SURABAYA, iNFONews.ID – Gerakan Pemuda (GP) Ansor Kota Surabaya menegaskan bahwa kaderisasi bukan sekadar proses pergantian kepengurusan, melainkan upaya fundamental untuk menjaga nilai, semangat, dan arah perjuangan organisasi agar tetap relevan menghadapi tantangan zaman.
Ketua Kaderisasi Pimpinan Cabang (PC) GP Ansor Surabaya, Farid Alvian, mengatakan kaderisasi harus dipahami sebagai proses ideologis dan strategis, bukan hanya formalitas administratif.
“Kaderisasi bagi saya bukan sekadar urusan administratif untuk mengisi kekosongan jabatan. Kaderisasi adalah soal menjaga nyala api agar organisasi ini tidak mati ditelan zaman,” ujar Farid, Selasa (17/12).
Menurut Farid, perubahan sosial yang bergerak cepat menuntut GP Ansor Surabaya melahirkan kader-kader unggul yang tidak hanya cerdas secara intelektual, tetapi juga profesional, bertanggung jawab, dan kokoh dalam prinsip perjuangan.
Ia menilai tantangan hari ini tidak cukup dijawab dengan semangat semata.
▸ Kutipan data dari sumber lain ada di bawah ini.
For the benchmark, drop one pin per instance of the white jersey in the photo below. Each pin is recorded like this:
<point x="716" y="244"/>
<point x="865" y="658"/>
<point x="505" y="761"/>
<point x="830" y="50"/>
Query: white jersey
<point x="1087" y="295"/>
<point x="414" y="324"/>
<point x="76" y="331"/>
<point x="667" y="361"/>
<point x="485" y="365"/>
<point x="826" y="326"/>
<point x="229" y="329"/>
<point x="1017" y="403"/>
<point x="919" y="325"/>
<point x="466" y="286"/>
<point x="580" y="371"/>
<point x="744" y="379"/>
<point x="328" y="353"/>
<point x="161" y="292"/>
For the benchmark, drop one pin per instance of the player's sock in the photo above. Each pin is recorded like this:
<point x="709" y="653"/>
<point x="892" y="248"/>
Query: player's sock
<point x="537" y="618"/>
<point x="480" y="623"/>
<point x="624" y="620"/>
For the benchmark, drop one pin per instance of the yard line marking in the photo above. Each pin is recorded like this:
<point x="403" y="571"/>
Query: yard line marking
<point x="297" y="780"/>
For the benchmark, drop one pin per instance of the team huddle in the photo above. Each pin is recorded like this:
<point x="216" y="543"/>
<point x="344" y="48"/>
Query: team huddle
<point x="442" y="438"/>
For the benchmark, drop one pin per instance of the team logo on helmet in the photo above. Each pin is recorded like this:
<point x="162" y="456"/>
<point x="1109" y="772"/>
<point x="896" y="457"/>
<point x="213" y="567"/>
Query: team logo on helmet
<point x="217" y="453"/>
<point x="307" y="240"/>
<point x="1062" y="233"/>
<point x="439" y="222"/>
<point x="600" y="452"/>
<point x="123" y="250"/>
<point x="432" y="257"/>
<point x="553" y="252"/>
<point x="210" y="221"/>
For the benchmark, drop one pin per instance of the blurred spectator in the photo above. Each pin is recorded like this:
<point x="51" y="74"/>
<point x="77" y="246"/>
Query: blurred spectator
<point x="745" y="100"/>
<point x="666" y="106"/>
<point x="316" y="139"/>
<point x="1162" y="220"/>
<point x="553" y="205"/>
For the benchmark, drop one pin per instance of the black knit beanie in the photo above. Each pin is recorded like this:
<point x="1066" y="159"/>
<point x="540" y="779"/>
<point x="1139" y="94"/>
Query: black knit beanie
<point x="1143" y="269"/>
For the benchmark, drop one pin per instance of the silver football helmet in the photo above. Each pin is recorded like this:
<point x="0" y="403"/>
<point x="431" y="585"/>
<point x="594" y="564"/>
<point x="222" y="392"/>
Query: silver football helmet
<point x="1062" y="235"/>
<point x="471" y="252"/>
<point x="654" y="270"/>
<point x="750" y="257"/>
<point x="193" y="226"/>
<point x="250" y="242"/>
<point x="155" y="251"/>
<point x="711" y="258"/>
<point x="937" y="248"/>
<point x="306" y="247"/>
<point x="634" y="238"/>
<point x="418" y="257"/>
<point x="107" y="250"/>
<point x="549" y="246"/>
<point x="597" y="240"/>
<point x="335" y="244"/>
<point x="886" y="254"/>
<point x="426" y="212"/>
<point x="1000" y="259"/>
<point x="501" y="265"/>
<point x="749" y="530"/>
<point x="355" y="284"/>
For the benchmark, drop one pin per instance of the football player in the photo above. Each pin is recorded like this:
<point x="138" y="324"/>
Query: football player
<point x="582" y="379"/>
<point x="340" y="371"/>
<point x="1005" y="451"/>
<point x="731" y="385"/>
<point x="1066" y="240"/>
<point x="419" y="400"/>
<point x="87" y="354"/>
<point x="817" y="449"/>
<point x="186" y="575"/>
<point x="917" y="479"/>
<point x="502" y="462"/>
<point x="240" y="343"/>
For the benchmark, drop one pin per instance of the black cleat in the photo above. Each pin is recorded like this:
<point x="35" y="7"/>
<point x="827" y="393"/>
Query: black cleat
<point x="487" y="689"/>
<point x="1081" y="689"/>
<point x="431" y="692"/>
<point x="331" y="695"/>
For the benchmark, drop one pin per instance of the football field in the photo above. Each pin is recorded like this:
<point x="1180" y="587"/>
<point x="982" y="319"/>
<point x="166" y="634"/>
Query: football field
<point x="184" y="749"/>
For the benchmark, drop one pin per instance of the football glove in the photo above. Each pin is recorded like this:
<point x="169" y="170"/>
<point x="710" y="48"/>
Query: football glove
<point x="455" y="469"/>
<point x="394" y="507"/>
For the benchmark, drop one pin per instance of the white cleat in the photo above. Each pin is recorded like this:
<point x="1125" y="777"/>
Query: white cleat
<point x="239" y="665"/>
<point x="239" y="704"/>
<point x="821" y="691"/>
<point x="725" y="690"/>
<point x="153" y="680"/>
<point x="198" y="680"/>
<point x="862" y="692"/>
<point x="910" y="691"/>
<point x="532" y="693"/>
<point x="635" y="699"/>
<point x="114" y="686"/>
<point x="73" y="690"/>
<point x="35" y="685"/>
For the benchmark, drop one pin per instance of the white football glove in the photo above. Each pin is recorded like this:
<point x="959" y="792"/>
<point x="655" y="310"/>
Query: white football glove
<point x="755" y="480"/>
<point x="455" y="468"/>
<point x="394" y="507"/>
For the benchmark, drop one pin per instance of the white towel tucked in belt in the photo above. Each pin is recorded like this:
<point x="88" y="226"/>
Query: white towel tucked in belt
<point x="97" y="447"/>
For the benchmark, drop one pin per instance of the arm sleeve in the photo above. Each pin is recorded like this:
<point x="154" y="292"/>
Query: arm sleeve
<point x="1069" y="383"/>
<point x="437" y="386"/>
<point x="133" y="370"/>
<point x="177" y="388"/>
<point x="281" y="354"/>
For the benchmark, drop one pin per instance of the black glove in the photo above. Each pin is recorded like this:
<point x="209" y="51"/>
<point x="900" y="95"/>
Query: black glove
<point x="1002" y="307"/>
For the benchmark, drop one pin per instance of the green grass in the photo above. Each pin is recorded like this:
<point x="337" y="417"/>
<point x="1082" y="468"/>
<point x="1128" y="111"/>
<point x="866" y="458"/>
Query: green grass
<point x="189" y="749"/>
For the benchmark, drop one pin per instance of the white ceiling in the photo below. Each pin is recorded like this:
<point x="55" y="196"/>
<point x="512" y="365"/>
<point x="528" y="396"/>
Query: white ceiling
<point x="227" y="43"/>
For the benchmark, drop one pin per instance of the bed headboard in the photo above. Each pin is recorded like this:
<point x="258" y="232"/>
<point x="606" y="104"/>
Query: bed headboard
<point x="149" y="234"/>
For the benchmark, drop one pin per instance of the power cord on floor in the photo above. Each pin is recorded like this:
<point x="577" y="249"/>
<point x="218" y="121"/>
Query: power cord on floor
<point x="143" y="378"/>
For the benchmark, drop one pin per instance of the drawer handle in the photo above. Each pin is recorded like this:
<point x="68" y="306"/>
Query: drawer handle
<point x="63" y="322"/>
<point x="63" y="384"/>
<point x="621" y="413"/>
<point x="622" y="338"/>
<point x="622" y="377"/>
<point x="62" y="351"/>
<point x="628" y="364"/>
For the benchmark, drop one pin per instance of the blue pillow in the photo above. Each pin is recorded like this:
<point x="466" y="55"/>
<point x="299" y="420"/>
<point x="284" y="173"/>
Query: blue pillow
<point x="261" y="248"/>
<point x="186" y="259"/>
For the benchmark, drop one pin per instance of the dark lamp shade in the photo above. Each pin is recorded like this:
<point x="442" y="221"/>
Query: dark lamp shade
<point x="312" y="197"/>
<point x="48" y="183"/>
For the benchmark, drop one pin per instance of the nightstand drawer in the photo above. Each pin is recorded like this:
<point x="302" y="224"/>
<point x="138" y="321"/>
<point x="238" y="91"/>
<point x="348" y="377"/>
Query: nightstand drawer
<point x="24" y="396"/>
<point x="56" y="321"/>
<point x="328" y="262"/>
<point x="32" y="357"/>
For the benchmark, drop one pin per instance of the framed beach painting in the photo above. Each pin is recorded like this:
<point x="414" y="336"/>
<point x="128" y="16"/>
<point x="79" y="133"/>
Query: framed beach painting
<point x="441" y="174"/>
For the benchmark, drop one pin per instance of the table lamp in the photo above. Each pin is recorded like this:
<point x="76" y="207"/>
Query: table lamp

Organisasi kepemudaan harus mampu menyiapkan kader yang memiliki daya tahan ideologis sekaligus kapasitas kepemimpinan yang mumpuni.
Menjawab tantangan tersebut, PC GP Ansor Surabaya akan kembali menginstruksikan seluruh Pimpinan Anak Cabang (PAC) di tingkat kecamatan untuk segera melaksanakan Pelatihan Kepemimpinan Dasar (PKD) sebagai pintu awal kaderisasi formal.
Farid menyebut PKD sebagai “kawah candradimuka” bagi kader Ansor untuk ditempa menjadi calon pemimpin yang mandiri, independen, dan tidak mudah terombang-ambing oleh kepentingan sesaat.
“Kaderisasi Gerakan Pemuda Ansor Kota Surabaya ingin mencetak kader yang gerak, bergerak, tidak digerakkan,” tegasnya.
Lebih lanjut, Tim Kaderisasi PC GP Ansor Surabaya menyatakan bahwa estafet kepemimpinan organisasi kini kembali ditata secara lebih terstruktur dan sistematis.
Seluruh proses pelatihan akan disesuaikan secara ketat dengan Peraturan Organisasi (PO) agar menghasilkan kader yang profesional dan siap mengabdi di berbagai bidang.
Melalui pola kaderisasi yang terarah, para kader tidak hanya diajak hadir dalam forum-forum organisasi, tetapi juga berproses bersama, saling menguatkan, dan menyiapkan diri menjadi bagian penting dari perjalanan panjang GP Ansor.
“Kader yang baik adalah mereka yang memahami ke mana arah gerak organisasinya, selalu bergerak dengan inisiatif sendiri, terukur, terarah sesuai PO organisasi, dan tidak digerakkan oleh kepentingan yang bersifat merusak,” pungkas Farid.